# Where are you skiing this weekend? Feb 9-10, 2013 Edition



## Cheese (Jan 28, 2013)

_Zermatt, Switzerland_ (2/10-2/15)

I know most of you will be up at the Loaf for the Alpine Zone Summit but if anyone else happens to be Skiing the Swiss Alps with Penny  Pitou I'll see you there.  As usual I'll be with her Off Piste Guide for  5 of the 6 days.


----------



## vinnyv11 (Jan 28, 2013)

Jack Frost or camelback Saturday up in air Sunday because of Super Bowl.  Anyone around pocs this weekend hit me up.


----------



## Puck it (Jan 28, 2013)

Cheese said:


> _Zermatt, Switzerland_ (2/10-2/15)
> 
> I know most of you will be up at the Loaf for the Alpine Zone Summit but if anyone else happens to be Skiing the Swiss Alps with Penny Pitou I'll see you there. As usual I'll be with her Off Piste Guide for 5 of the 6 days.
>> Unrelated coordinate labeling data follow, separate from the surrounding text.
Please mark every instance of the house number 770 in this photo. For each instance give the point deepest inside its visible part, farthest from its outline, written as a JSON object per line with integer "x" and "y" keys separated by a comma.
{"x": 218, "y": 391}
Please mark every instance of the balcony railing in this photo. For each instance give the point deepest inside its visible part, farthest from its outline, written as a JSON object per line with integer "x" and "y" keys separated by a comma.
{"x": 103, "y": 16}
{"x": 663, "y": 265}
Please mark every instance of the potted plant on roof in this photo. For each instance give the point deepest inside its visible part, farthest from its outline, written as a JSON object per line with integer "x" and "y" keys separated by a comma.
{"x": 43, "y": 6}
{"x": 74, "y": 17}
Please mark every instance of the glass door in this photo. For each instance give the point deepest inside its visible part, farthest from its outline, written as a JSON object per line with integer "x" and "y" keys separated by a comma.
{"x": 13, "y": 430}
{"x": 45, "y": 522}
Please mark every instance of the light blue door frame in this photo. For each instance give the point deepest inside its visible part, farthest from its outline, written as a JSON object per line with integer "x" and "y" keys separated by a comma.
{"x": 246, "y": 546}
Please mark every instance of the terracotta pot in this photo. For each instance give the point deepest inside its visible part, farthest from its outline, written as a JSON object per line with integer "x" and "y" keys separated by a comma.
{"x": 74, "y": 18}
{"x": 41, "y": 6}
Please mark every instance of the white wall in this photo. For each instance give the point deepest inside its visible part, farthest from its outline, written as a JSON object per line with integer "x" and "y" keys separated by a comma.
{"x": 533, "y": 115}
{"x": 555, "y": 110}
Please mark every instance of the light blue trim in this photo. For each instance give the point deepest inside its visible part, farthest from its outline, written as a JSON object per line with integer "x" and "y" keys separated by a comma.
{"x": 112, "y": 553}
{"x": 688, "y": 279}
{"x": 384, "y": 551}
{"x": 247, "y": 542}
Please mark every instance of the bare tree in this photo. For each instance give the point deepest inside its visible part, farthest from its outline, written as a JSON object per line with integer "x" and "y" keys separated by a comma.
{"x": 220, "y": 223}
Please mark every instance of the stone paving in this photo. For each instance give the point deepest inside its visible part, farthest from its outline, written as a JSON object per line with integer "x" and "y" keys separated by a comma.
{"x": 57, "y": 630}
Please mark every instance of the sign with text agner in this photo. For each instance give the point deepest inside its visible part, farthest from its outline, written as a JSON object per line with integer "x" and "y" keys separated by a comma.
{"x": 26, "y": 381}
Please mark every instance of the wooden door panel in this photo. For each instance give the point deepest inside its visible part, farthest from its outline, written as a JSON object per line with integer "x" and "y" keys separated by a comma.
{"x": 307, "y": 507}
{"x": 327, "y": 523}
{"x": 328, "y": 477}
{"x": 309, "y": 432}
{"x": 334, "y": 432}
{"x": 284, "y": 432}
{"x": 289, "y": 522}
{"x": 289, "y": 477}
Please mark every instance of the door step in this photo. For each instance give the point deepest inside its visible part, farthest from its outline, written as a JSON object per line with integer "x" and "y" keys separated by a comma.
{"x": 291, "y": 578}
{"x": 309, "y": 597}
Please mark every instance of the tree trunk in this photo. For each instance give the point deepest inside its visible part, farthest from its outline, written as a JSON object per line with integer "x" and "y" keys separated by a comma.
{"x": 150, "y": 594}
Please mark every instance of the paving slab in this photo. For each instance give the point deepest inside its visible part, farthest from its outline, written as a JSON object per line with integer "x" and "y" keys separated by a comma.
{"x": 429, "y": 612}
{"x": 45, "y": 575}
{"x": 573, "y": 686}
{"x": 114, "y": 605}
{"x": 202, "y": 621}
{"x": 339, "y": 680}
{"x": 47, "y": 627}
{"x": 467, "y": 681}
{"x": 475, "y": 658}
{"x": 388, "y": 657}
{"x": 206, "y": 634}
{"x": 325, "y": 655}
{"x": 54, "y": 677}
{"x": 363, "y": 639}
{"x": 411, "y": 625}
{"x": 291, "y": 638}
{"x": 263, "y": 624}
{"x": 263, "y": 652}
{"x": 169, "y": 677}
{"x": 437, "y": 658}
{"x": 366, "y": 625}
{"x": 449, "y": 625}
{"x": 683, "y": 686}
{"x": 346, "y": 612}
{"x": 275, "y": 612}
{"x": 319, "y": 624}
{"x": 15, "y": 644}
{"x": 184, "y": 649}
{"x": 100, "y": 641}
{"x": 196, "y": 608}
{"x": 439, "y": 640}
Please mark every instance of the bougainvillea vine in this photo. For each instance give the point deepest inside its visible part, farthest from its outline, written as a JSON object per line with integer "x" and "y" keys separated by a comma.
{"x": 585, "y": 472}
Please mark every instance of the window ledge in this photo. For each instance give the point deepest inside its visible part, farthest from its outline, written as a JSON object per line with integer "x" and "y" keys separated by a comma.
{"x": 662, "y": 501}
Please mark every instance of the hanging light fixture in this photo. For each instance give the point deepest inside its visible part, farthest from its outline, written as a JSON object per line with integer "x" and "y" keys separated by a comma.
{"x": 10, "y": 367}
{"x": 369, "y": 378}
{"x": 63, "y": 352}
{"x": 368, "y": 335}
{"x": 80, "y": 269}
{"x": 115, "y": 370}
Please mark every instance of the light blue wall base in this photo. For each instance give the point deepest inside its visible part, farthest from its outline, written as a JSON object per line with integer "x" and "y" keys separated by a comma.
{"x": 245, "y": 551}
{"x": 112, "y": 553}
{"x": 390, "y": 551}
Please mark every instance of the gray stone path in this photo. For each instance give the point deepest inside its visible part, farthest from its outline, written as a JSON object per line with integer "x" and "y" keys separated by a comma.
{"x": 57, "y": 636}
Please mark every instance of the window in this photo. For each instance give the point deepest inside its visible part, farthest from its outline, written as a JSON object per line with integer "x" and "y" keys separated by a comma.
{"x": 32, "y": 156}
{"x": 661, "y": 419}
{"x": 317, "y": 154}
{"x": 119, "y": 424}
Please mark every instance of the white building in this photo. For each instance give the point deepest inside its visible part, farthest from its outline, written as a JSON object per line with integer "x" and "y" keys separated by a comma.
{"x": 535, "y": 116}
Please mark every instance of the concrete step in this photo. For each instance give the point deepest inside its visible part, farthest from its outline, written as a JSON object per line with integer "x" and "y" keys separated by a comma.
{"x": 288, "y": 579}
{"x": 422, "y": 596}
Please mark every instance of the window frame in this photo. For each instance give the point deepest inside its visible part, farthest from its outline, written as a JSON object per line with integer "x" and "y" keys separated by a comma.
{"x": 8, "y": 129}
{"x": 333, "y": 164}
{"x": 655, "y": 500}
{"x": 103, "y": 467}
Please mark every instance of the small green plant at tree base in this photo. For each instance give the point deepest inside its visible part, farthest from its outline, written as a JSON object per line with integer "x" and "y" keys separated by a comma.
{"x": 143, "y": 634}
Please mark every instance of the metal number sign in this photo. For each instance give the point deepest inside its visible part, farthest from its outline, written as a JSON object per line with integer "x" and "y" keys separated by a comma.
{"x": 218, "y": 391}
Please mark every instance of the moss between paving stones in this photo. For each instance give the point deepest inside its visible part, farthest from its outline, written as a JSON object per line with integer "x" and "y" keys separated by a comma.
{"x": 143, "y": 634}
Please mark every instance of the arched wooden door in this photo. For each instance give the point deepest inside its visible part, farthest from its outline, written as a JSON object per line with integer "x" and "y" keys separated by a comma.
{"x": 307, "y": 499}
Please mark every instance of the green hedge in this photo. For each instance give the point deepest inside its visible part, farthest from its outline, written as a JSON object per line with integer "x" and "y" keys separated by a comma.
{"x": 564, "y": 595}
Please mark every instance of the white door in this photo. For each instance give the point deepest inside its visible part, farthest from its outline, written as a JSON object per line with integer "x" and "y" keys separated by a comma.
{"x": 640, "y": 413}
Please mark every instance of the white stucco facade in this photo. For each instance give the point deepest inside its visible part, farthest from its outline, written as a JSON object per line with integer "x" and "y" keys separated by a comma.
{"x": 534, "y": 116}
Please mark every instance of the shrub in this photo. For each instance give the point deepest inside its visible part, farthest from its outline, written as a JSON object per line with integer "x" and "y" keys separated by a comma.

You really suck and yes, I am jealous.


----------



## Nick (Jan 28, 2013)

Loaf


----------



## mlkrgr (Jan 28, 2013)

Burning a Waterville voucher on Sunday myself.


----------



## Terry (Jan 29, 2013)

The Loaf!


----------



## kingslug (Feb 7, 2013)

Hunter friday..platt saturday..K sunday


----------



## vinnyv11 (Feb 7, 2013)

kingslug said:


> Hunter friday..platt saturday..K sunday



Nice!!  Camelback Saturday and somewhere Sunday.  Wish I could talk someone into heading up north sigh......


----------